The Marvel Villain Mark Ruffalo Auditioned For Long Before The MCU
Since his inaugural appearance as physicist Bruce Banner aka the giant, green, building-smashing Hulk in 2012's "The Avengers," MCU darling Mark Ruffalo has breathed a quirky charisma all his own into the Dr. Jekyll and Mr. Hyde super hero. On the other side of eight films, its safe to say the three-time Oscar nominee and two-time Emmy winner has fully cemented his place in comic book movie history (via IMDb).
While it's difficult — albeit interesting — to imagine the "Spotlight" and "Foxcatcher" star portraying any other Marvel character, a new documentary from director and American International College film professor Marty Langford reveals that, in the early 1990s, Ruffalo auditioned to do just that. In "Doomed! The Untold Story of Roger Corman's the Fantastic Four," the subject film's casting assistant, Mark Sikes, pulls out the original audition sign-in sheet from December 1, 1992, and says, "it's interesting to note some of the people who auditioned for us on this little film back then."
Sikes' list includes Renee O'Connor of "Xena: Warrior Princess," Nick Cassavetes of "Face/Off," Titus Welliver of "Bosch" and "Nova Vita," and a then-fledgling actor by the name of, you guessed it, Mark Ruffalo. Interestingly enough, Ruffalo wasn't there to kick-off his career as a super hero — but as a villain.

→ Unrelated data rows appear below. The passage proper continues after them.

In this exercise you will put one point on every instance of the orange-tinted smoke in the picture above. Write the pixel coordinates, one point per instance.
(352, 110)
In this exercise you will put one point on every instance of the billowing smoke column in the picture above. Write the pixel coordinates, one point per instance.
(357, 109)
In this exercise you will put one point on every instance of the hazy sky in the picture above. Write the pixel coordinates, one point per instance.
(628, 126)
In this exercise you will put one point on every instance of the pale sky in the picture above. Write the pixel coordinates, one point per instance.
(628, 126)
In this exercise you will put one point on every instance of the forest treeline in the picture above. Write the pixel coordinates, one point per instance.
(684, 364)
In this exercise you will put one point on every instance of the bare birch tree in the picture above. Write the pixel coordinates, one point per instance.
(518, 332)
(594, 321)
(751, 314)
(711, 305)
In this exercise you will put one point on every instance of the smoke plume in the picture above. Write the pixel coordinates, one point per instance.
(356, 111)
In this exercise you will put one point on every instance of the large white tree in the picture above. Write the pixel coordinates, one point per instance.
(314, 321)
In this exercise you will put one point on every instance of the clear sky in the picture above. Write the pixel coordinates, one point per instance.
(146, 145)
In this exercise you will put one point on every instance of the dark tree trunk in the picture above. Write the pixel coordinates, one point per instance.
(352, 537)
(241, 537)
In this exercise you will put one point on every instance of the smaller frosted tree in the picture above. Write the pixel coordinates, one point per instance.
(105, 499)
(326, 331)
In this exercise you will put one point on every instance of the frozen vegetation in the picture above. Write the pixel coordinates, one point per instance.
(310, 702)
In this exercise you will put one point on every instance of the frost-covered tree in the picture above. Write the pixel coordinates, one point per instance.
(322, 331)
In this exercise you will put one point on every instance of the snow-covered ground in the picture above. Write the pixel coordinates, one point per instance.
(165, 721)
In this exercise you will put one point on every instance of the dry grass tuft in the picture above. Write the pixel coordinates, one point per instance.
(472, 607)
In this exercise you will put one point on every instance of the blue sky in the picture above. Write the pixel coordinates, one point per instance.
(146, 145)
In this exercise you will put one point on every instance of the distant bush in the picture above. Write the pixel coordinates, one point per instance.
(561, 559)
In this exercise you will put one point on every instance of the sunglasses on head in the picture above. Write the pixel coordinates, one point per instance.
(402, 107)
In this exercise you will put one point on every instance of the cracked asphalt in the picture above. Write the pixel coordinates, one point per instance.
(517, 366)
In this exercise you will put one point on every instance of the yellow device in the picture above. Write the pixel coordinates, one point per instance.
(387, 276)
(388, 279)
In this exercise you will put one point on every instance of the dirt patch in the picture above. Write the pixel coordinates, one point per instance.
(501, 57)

Mark Ruffalo auditioned for the part of Dr. Doom
As Insider reports, "Doomed! The Untold Story of Roger Corman's the Fantastic Four" reveals that Mark Ruffalo auditioned for the role of Victor Von Doom, aka Dr. Doom, in Roger Corman's critically-panned (via Rotten Tomatoes) attempt to bring "The Fantastic Four" to the big screen.
For those unfamiliar with the character, Dr. Doom is your typical power-hungry mad scientist, the kind who uses science and high-tech engineering to turn himself into a super villain. The role eventually went to Joseph Culp (via IMDb), though considering the film's reception — and the fact that a documentary detailing the story behind its terribleness made for far more compelling viewing according to its 88% score on the Tomatometer) — it's unlikely Ruffalo could have done much to alter the unreleased movie's legacy.

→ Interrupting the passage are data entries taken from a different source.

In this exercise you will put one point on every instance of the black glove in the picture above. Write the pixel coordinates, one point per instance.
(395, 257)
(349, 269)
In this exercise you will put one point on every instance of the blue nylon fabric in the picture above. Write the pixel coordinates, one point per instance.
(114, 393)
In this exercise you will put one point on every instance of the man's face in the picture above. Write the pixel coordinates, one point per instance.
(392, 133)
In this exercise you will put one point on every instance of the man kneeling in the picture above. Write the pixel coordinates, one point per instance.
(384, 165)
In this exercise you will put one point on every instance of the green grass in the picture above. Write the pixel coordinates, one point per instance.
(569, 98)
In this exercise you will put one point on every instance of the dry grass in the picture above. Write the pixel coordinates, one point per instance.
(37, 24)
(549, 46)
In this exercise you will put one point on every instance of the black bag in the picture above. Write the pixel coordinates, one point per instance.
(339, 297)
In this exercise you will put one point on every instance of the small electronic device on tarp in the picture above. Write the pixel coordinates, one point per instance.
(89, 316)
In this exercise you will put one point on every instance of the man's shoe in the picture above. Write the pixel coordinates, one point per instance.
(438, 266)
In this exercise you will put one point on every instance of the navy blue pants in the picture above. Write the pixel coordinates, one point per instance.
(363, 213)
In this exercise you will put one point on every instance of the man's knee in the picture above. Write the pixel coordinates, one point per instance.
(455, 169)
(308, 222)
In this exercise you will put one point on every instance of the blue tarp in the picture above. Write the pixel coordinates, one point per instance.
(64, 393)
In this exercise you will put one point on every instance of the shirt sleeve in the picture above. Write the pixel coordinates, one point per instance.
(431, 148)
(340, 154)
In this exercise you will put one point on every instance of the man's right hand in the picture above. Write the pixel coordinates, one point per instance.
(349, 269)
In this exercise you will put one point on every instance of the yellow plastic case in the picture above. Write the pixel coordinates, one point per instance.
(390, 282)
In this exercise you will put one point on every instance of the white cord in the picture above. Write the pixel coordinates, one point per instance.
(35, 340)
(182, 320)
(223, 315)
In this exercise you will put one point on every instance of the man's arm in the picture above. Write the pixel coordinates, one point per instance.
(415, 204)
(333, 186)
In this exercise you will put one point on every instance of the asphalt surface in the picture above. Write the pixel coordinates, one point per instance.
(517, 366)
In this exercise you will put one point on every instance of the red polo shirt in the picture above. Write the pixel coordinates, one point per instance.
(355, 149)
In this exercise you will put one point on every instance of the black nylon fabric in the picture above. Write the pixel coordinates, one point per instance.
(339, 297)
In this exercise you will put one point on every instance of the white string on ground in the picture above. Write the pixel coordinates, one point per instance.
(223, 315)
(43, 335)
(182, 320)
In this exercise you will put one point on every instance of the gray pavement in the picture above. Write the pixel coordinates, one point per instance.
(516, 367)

1994 was a strange time for the not-yet franchise-happy super hero movie. Though Tim Burton's "Batman" was released just five years before, it would be another four years before Stephen Norrington's "Blade" changed the face of big screen comic book adaptations for good. When Fox tapped Corman to direct "The Fantastic Four," as Insider relays, "The point wasn't to make money, or even release it, it was all a business decision in order to hold onto the film rights." Given the accidental joke of a film that Ruffalo could have found himself in vs where he ended up in the MCU, it would appear that the young actor's "loss" was more like a narrowly-avoided misstep.